Puerto Rico has a historic opportunity to rebuild its electrical system and phase out its obsolete oil-fired generation in favor of a much more decentralized and reliable system based on renewable energy. To do that, the island must design a regulatory framework that maximizes the penetration of renewable energy and empowers the creation of locally-based energy systems, such as municipal, cooperative and community owned micro- and mini-grids.

That is the gist of formal comments the Institute for Energy Economics and Financial Analysis (IEEFA), the Sierra Club, El Puente, the Latino Climate Action Network and Cambio PR filed with the Puerto Rico Energy Bureau (formerly the Puerto Rico Energy Commission) this week.

The bureau sought comments from the public in two important cases: one covering a range of questions related to restructuring of Puerto Rico’s electrical system, including the possibility of establishing a wholesale electricity market in Puerto Rico as well as retail choice; and the other on the Puerto Rico Electric Power Authority’s proposed integrated resource plan.

In the market restructuring case, our joint comments concluded that some of the regulatory tools — including establishing wholesale and/or retail electricity markets— the Bureau is considering are not appropriate to Puerto Rico’s electricity system. We warned that the wholesale and retail electricity market ideas that Puerto Rico is contemplating importing from the mainland do not fit Puerto Rico’s current context.

Largely implemented on the mainland in the late 1990s and early 2000s, these ideas were not designed with the goal of maximizing deployment of distributed generation or cost-effective renewable energy.
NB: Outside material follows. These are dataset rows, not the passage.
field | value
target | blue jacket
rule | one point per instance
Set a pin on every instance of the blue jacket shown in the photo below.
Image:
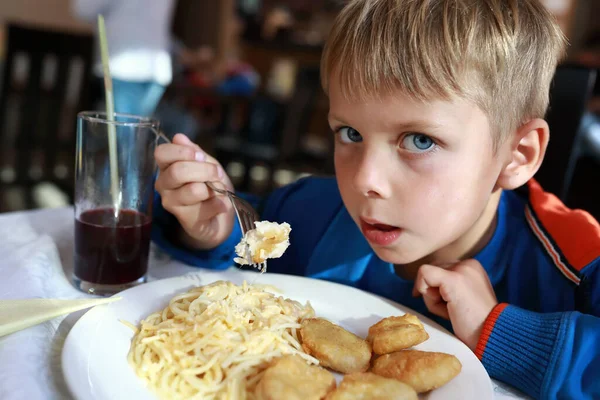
(543, 261)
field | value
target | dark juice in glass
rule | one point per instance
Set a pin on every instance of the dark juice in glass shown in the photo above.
(109, 250)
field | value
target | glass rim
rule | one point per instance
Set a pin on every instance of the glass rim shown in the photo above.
(100, 116)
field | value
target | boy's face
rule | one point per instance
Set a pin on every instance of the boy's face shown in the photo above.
(416, 177)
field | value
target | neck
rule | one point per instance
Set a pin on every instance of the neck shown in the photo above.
(467, 246)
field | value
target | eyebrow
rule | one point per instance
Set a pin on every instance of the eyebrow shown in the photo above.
(411, 125)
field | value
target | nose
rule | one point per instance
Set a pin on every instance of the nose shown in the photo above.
(373, 173)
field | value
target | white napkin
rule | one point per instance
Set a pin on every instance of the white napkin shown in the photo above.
(30, 267)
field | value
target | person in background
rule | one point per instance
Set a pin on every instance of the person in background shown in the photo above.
(139, 42)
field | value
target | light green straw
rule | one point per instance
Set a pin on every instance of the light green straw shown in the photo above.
(110, 116)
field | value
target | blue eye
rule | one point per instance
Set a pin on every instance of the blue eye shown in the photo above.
(417, 143)
(349, 135)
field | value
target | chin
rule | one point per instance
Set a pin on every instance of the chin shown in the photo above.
(397, 256)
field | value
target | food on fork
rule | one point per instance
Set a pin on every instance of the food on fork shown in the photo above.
(422, 370)
(267, 240)
(335, 347)
(396, 333)
(292, 378)
(368, 386)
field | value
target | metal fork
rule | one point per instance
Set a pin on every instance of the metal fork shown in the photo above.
(246, 215)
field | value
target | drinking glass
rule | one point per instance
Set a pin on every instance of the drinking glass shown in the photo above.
(112, 230)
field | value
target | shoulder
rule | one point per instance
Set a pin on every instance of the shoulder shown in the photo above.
(313, 193)
(571, 238)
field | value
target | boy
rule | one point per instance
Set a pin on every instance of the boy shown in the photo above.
(437, 110)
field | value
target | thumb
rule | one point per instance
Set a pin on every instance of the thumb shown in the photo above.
(183, 140)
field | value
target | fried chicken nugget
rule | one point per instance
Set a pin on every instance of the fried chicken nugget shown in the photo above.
(335, 347)
(368, 386)
(291, 377)
(423, 370)
(396, 333)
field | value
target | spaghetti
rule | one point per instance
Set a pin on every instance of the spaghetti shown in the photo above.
(215, 341)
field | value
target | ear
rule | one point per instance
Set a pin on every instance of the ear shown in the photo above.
(527, 150)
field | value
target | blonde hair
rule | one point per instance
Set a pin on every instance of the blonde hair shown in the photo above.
(499, 54)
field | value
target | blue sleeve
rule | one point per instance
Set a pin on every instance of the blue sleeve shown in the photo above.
(546, 355)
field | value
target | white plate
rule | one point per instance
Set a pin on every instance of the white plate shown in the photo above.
(94, 357)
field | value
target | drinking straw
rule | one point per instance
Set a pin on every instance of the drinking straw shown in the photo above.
(110, 116)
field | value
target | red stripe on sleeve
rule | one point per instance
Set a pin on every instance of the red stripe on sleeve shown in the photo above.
(488, 327)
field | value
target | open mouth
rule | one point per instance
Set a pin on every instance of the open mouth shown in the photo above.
(378, 233)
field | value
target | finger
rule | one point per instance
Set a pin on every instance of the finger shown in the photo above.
(213, 207)
(167, 154)
(192, 193)
(435, 304)
(430, 276)
(183, 140)
(184, 172)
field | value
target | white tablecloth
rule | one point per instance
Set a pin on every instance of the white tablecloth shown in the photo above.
(36, 252)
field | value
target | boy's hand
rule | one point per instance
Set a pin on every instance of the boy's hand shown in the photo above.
(207, 219)
(461, 293)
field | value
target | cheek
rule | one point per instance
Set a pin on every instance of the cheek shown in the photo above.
(343, 174)
(454, 195)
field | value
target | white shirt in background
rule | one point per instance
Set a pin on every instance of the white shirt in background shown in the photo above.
(138, 34)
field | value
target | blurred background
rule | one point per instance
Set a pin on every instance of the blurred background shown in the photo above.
(241, 78)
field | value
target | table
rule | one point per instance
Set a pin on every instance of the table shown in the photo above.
(36, 252)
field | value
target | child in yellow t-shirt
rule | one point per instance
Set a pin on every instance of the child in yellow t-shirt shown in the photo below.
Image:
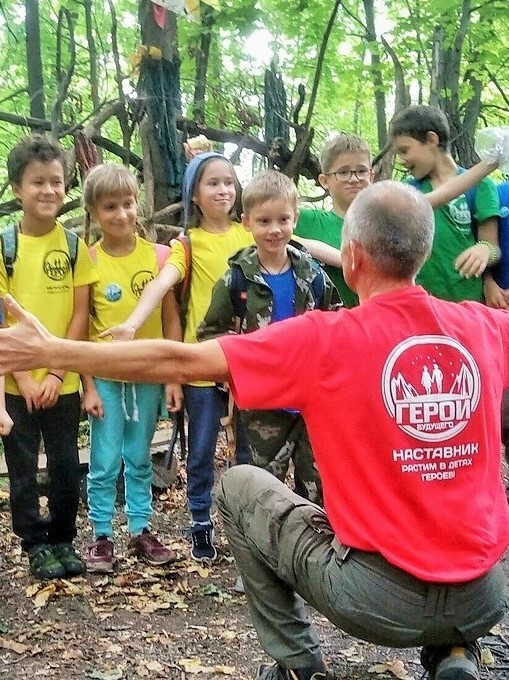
(210, 193)
(123, 416)
(49, 271)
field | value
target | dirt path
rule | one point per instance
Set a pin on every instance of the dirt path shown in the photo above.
(179, 623)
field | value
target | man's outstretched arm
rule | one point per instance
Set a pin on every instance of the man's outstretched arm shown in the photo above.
(29, 345)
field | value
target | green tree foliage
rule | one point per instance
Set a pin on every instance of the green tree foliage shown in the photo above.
(378, 57)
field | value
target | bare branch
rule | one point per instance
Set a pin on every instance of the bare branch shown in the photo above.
(63, 78)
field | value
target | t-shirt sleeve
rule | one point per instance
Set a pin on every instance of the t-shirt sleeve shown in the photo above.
(273, 368)
(84, 271)
(177, 257)
(487, 203)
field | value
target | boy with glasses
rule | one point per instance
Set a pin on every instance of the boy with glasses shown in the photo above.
(346, 170)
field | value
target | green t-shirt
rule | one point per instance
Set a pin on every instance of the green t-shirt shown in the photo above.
(326, 226)
(453, 234)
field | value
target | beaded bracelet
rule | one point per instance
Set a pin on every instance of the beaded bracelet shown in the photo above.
(495, 252)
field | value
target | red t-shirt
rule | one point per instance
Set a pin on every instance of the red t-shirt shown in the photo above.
(401, 397)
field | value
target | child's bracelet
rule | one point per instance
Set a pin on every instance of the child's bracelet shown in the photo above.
(495, 252)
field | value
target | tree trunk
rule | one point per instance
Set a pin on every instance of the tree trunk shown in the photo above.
(445, 90)
(34, 62)
(376, 72)
(202, 62)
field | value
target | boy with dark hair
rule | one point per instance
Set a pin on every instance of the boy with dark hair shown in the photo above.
(53, 283)
(345, 162)
(466, 228)
(268, 282)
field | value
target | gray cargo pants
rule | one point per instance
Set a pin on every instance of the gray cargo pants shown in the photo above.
(284, 548)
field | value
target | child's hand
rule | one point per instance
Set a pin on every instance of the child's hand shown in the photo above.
(29, 390)
(120, 332)
(49, 391)
(92, 404)
(494, 295)
(5, 423)
(174, 397)
(473, 261)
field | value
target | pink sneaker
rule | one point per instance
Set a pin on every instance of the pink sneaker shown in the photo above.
(100, 556)
(150, 550)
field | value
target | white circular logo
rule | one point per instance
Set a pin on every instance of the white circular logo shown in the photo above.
(431, 387)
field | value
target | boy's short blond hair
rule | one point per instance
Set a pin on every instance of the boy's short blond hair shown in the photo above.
(339, 144)
(105, 180)
(267, 186)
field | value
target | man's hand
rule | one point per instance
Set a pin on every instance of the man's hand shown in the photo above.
(92, 404)
(473, 261)
(5, 423)
(49, 391)
(494, 295)
(29, 390)
(120, 332)
(174, 397)
(22, 346)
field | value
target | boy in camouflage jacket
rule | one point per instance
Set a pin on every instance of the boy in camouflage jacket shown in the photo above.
(267, 283)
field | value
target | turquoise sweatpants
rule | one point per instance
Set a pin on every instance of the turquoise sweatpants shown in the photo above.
(123, 434)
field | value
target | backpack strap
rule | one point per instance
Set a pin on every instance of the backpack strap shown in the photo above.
(9, 241)
(238, 295)
(93, 253)
(318, 286)
(162, 253)
(183, 289)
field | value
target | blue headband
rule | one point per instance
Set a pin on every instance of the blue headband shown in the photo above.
(189, 182)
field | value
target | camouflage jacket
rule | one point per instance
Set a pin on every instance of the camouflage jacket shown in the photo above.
(220, 318)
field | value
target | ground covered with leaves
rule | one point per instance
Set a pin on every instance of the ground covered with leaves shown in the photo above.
(177, 623)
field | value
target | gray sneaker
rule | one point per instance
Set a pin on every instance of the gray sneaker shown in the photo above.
(453, 663)
(277, 672)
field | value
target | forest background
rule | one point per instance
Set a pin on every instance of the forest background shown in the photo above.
(268, 81)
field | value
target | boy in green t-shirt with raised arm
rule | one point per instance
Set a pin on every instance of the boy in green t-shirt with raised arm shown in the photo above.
(466, 228)
(346, 169)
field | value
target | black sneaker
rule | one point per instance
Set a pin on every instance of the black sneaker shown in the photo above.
(44, 564)
(202, 537)
(277, 672)
(71, 562)
(453, 663)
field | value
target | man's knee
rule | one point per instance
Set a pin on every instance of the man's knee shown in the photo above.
(239, 484)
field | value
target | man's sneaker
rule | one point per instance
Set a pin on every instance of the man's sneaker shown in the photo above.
(202, 537)
(453, 663)
(150, 550)
(71, 562)
(277, 672)
(100, 556)
(44, 564)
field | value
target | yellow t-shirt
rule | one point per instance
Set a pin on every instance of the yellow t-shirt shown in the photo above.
(117, 292)
(43, 283)
(209, 254)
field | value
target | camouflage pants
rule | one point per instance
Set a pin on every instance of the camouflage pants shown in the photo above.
(277, 437)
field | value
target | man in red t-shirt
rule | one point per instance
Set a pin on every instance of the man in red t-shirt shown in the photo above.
(398, 396)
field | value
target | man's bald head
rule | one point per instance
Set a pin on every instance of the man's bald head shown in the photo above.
(394, 224)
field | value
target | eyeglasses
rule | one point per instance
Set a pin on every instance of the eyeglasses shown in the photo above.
(346, 175)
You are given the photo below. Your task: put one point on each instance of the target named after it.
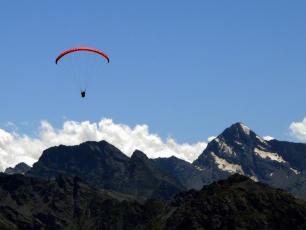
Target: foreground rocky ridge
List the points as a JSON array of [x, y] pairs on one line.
[[68, 203]]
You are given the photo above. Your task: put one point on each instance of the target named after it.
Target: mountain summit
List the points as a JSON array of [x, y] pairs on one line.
[[240, 150]]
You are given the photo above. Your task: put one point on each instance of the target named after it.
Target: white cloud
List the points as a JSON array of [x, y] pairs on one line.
[[298, 129], [15, 147], [268, 138], [209, 139]]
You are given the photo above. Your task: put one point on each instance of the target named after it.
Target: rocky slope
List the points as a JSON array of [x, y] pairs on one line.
[[239, 150], [68, 203], [20, 168], [104, 166]]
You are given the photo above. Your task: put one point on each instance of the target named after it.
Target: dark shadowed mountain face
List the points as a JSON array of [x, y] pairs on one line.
[[20, 168], [104, 166], [68, 203], [63, 203], [239, 150], [237, 203]]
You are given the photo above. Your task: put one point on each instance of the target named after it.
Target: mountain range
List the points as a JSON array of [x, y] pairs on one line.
[[236, 150], [70, 203], [163, 193]]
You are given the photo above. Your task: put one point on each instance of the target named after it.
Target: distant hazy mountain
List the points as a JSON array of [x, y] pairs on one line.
[[68, 203], [104, 166], [20, 168]]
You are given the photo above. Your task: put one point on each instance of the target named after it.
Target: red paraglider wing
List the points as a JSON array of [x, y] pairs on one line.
[[81, 49]]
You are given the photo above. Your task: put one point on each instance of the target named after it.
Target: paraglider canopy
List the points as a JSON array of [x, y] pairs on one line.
[[81, 49], [83, 77]]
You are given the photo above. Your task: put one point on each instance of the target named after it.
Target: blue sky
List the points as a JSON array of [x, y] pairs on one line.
[[188, 69]]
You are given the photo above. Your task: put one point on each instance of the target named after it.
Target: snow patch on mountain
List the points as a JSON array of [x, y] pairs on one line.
[[226, 166], [224, 147], [261, 139], [245, 129], [269, 155]]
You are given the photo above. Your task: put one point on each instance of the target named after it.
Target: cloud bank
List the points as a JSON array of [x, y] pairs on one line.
[[15, 147], [298, 130]]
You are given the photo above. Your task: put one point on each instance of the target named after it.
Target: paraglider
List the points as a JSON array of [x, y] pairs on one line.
[[81, 49]]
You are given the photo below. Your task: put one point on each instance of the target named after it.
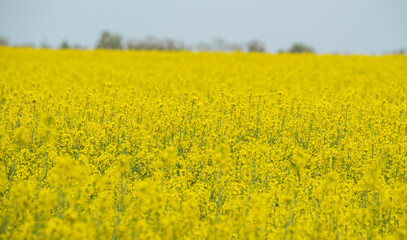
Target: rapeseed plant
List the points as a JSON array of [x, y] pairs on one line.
[[179, 145]]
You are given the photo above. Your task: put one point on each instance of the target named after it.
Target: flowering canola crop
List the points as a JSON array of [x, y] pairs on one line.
[[181, 145]]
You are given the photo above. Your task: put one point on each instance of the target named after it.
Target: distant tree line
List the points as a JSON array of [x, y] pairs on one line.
[[114, 41]]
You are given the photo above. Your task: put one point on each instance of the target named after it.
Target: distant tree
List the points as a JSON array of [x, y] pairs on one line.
[[300, 48], [152, 43], [110, 41], [3, 42], [256, 46], [64, 45]]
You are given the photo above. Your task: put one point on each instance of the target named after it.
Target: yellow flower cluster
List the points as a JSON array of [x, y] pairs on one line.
[[182, 145]]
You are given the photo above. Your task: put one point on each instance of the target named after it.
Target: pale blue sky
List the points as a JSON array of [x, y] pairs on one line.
[[347, 26]]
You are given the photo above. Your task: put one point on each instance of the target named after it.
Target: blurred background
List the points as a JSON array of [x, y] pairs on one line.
[[321, 26]]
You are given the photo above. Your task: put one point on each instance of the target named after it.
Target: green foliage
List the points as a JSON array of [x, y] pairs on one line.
[[300, 48], [256, 46], [110, 41]]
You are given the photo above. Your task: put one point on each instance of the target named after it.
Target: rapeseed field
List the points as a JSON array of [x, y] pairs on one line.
[[182, 145]]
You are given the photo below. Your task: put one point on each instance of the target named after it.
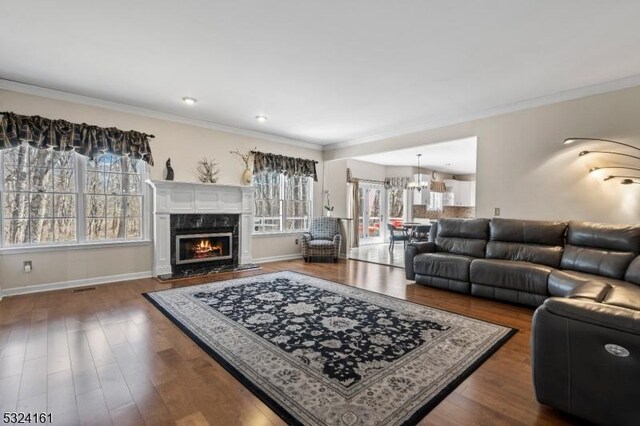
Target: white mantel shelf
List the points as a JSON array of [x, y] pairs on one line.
[[174, 197]]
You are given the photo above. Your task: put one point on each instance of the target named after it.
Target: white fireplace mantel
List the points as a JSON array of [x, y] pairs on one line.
[[171, 197]]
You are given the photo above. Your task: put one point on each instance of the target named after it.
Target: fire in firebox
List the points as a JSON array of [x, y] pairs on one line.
[[204, 249]]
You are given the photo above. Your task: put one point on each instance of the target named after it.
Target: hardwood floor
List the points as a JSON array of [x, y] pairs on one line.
[[107, 356]]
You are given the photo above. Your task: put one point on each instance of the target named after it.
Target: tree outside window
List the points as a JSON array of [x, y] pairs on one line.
[[282, 203]]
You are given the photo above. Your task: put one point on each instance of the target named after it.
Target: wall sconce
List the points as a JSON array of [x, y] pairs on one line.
[[626, 180]]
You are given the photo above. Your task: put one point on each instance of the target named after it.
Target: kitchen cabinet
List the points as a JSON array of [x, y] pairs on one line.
[[463, 193]]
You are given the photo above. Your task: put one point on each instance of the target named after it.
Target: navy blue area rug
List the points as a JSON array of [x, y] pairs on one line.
[[323, 353]]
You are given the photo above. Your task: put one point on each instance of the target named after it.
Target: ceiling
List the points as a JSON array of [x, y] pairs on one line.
[[455, 157], [323, 72]]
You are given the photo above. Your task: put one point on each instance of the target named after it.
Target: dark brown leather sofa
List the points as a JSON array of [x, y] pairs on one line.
[[585, 278]]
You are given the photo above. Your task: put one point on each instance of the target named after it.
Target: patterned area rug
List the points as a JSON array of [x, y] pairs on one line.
[[323, 353]]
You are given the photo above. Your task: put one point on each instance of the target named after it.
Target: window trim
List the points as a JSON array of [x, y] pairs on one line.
[[81, 239], [283, 215]]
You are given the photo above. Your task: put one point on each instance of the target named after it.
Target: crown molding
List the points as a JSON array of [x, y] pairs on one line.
[[596, 89], [45, 92]]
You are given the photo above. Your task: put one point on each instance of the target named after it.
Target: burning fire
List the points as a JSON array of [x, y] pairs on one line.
[[204, 248]]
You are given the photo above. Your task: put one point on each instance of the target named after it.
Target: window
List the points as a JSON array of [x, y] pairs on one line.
[[396, 201], [113, 206], [282, 203], [51, 197]]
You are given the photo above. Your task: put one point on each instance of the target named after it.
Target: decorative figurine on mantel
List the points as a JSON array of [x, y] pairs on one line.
[[207, 170], [247, 175], [168, 174]]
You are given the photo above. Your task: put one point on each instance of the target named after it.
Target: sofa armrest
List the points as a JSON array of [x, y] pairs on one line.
[[412, 250], [599, 314], [590, 290], [586, 358]]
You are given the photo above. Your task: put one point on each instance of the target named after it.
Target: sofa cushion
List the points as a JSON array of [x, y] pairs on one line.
[[627, 296], [633, 271], [612, 264], [561, 283], [515, 275], [461, 246], [590, 290], [477, 229], [443, 265], [604, 236], [466, 237], [537, 232], [543, 255]]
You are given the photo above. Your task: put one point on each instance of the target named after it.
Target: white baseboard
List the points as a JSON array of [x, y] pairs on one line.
[[74, 283], [278, 258]]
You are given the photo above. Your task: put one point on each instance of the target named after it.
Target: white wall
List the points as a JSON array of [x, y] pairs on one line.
[[185, 144], [524, 169]]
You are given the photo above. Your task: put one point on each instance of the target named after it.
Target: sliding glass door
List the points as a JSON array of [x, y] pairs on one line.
[[371, 222]]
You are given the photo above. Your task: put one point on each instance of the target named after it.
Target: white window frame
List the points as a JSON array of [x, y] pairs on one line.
[[283, 209], [81, 240]]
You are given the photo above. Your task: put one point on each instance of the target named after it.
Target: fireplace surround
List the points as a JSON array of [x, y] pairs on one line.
[[197, 209]]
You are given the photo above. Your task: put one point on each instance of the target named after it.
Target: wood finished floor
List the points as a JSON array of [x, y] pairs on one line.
[[107, 356]]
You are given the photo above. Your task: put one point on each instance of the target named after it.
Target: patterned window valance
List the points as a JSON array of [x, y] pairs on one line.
[[280, 163], [62, 135], [396, 182]]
Indeed, many of the U.S. jurisdictions that restructured their electricity systems in the 1990s are now trying to determine how to make a transition to distributed energy resources, lower-priced renewable supply, and demand management — the same questions facing Puerto Rico.

The second case at the bureau centers on the Puerto Rico Electric Power Authority’s upcoming integrated resource plan, its plan for the island’s electricity mix for the next twenty years. While the IRP will not be finalized until late September, the Energy Bureau invited stakeholders to comment on the assumptions and modeling scenarios for the IRP, which were prepared by Siemens and presented to the bureau earlier this month.

Our joint comments criticized the IRP’S heavy focus on building new infrastructure for importing natural gas into Puerto Rico. Although the cornerstone of PREPA’s previous IRP — plans for the Aguirre Offshore Gas Port — no longer seems to be under serious consideration, the new IRP considers bringing natural gas to the port of San Juan, as well as building new natural gas import facilities at Mayaguez and Yabucoa. Incredibly, only one of the seven modeling scenarios that PREPA will be evaluating as part of the IRP does not include new natural gas.

We also argued that PREPA has likely underestimated future natural gas import costs, an assumption that will have significant consequences on the model’s prediction of the optimum future energy mix.

PREPA’s natural gas-heavy IRP is consistent with the priorities of new PREPA CEO Jose Ortiz, who has recently touted his plans for prioritizing new natural gas infrastructure. We maintained that PREPA should instead use the IRP modeling process to maximize the level of cost-effective renewable energy, storage, energy efficiency and demand response — and then see how much remains to be covered by imported fossil fuels. Prioritizing imported fossil fuels will mire Puerto Rico in the past and will continue to make the system both expensive and financially unstable.